Water flows downward through a vertical 10-mm-diameter galvanized iron pipe with an average velocity for 5.0 m/s and exits as a free jet. There is a small hole in the pipe 4 meters above the outlet. Will water leak out of the pipe through this hole, or will air enter into the pipe through the hole? Repeat the problem if the average velocity is 0.5 m/s.

Answer 1

Answer:

In case of 5 m/s:

$P_1=0.045*\frac{4}{0.01}*9800*\frac{(5)^2}{2*9.8}-9800*4\\ P_1=185800 N/m^2=1.85800*10^5 N/m^2$

$P_1$>$P_2$ i.e $P_1$>0, It means Water will leak out of hole.

In case of 0.5 m/s:

$P_1=0.052*\frac{4}{0.01}*9800*\frac{(0.5)^2}{2*9.8}-9800*4\\ P_1=-36600N/m^2=-3.6600*10^4 N/m^2$

$P_1$<$P_2$ i.e $P_1$<0. It means air will enter into the pipe.

Explanation:

Note:

Values of constant v,f and $\gamma$ can vary according to the conditions. Value taken below are taken from water properties table.
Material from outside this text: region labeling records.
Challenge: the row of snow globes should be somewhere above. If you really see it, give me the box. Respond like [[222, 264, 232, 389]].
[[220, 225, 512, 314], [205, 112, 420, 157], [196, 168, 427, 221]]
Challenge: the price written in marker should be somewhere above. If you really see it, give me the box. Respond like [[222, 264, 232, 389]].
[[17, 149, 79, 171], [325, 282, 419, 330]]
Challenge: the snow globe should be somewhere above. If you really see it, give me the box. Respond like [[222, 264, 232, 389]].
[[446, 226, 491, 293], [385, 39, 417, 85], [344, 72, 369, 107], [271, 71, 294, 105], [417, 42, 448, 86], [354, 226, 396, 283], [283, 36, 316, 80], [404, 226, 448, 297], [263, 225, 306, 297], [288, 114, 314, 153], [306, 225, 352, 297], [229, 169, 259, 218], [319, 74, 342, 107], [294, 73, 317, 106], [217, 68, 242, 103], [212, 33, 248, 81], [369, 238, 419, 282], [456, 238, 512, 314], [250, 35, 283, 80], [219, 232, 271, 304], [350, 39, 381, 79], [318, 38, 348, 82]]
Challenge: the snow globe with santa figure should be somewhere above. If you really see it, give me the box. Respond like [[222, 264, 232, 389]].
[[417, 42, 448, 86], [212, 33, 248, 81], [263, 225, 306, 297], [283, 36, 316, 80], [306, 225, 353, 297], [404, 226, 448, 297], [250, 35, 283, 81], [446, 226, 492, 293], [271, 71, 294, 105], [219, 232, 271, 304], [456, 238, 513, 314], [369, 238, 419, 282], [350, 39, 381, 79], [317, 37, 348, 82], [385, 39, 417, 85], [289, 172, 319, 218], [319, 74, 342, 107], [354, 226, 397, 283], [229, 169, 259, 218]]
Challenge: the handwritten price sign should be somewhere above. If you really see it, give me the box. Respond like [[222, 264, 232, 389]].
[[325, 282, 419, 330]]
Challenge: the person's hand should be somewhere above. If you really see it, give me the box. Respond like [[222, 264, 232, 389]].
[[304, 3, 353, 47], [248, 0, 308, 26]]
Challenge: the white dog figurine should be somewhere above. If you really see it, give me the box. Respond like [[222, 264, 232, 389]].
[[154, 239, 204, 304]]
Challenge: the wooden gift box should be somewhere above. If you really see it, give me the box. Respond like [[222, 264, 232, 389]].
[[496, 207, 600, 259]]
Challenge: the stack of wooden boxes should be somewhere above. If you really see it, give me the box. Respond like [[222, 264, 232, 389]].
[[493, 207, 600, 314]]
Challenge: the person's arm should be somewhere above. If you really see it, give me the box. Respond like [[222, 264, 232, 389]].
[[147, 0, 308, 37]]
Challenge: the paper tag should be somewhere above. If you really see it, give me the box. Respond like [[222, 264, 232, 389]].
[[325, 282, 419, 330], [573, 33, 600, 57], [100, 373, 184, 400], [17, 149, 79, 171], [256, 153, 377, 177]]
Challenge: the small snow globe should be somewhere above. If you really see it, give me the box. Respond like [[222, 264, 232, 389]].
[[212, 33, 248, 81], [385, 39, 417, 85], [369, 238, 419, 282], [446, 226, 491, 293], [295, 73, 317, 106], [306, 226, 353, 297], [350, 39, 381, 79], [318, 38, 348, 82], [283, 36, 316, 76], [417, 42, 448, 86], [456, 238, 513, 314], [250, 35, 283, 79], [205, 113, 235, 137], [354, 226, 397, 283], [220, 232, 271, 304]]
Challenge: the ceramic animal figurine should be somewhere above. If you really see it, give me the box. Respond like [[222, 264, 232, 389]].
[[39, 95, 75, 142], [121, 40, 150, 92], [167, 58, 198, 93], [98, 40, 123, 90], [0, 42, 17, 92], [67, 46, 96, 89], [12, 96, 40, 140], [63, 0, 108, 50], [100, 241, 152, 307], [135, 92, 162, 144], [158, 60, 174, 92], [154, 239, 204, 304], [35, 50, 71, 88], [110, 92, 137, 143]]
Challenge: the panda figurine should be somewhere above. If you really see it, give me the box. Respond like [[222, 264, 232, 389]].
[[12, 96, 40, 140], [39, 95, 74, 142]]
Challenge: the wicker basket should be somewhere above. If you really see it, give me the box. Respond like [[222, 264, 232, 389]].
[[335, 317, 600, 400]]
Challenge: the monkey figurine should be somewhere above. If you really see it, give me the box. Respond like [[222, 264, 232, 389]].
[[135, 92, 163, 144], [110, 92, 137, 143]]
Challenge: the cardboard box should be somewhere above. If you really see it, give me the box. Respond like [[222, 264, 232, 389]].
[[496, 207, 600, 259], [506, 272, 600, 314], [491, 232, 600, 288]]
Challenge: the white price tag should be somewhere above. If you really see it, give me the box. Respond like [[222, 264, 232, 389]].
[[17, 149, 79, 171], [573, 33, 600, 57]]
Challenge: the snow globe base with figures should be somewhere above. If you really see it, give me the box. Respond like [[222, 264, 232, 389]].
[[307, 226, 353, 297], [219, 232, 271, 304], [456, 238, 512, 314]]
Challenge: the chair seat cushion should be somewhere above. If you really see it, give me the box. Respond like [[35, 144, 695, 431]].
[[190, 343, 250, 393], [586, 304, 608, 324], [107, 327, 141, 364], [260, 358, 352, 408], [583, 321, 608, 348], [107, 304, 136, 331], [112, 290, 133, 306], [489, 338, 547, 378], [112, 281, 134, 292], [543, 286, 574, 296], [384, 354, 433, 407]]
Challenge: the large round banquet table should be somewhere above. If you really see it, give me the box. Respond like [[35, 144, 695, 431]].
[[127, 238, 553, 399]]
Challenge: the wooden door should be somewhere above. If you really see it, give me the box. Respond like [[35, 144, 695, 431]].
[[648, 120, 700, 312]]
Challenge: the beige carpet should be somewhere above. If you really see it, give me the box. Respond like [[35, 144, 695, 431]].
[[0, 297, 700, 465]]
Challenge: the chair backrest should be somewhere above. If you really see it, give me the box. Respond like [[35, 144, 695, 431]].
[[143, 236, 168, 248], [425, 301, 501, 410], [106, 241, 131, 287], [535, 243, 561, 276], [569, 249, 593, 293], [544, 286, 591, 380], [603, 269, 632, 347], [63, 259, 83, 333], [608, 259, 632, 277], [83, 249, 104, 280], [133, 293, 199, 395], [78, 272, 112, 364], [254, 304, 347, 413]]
According to Bernoulli Equation: Considering the frictional affects $\frac{fL}{D}$

$\frac{P_1}{\gamma}+\frac{V^2_1}{2g}+z_1= \frac{P_2}{\gamma}+\frac{V^2_2}{2g}+\frac{fL}{D}\frac{V^2_2}{2g}+z_2$

Where:

$P_2$ is the pressure at other end of pipe(outlet)=0

$P_1$ is the pressure at hole

$V_1=V_2=V$

$z_1=4 m\\z_2=0$

Above equation will become:$\frac{P_1}{\gamma}= \frac{fL}{D}\frac{V^2_2}{2g}-z_1$

$L=z_1$

${P_1} = \gamma\frac{fL}{D}\frac{V^2_2}{2g}-{\gamma}z_1$

Calculating Re number:

$Re=\frac{VD}{v}$

Where:

V is the velocity

D is the diameter

v is the kinematic viscosity of water. Lets consider it $1.12*10^{-6}m^2/s$. However kinematic viscosity can be taken according to temperature.

In case of 5 m/s:

Re=$\frac{5*0.01}{1.12*10^{-6}}=44642.85$

For  galvanized iron pipe , Roughness coefficient ε is 0.15 mm

$\frac{\epsilon}{D}=\frac{0.15}{10}=0.015$

From  Moody Charts, At above Re and $\frac{\epsilon}{D}$, Value of friction coefficient f is≈0.045.

$\gamma$≈9800 N/m^2

$P_1=0.045*\frac{4}{0.01}*9800*\frac{(5)^2}{2*9.8}-9800*4\\ P_1=185800 N/m^2=1.85800*10^5 N/m^2$

$P_1$>$P_2$ i.e $P_1$>0, It means Water will leak out of hole.

In case of 0.5 m/s:

Same above Procedure:

Calculating Re:

Re=$\frac{0.5*0.01}{1.12*10^{-6}}=4464.285$

$\frac{\epsilon}{D}=\frac{0.15}{10}=0.015$

From  Moody Charts, At above Re and $\frac{\epsilon}{D}$, Value of friction coefficient f is≈0.052.

$P_1=0.052*\frac{4}{0.01}*9800*\frac{(0.5)^2}{2*9.8}-9800*4\\ P_1=-36600N/m^2=-3.6600*10^4 N/m^2$

$P_1$<$P_2$ i.e $P_1$<0. It means air will enter into the pipe.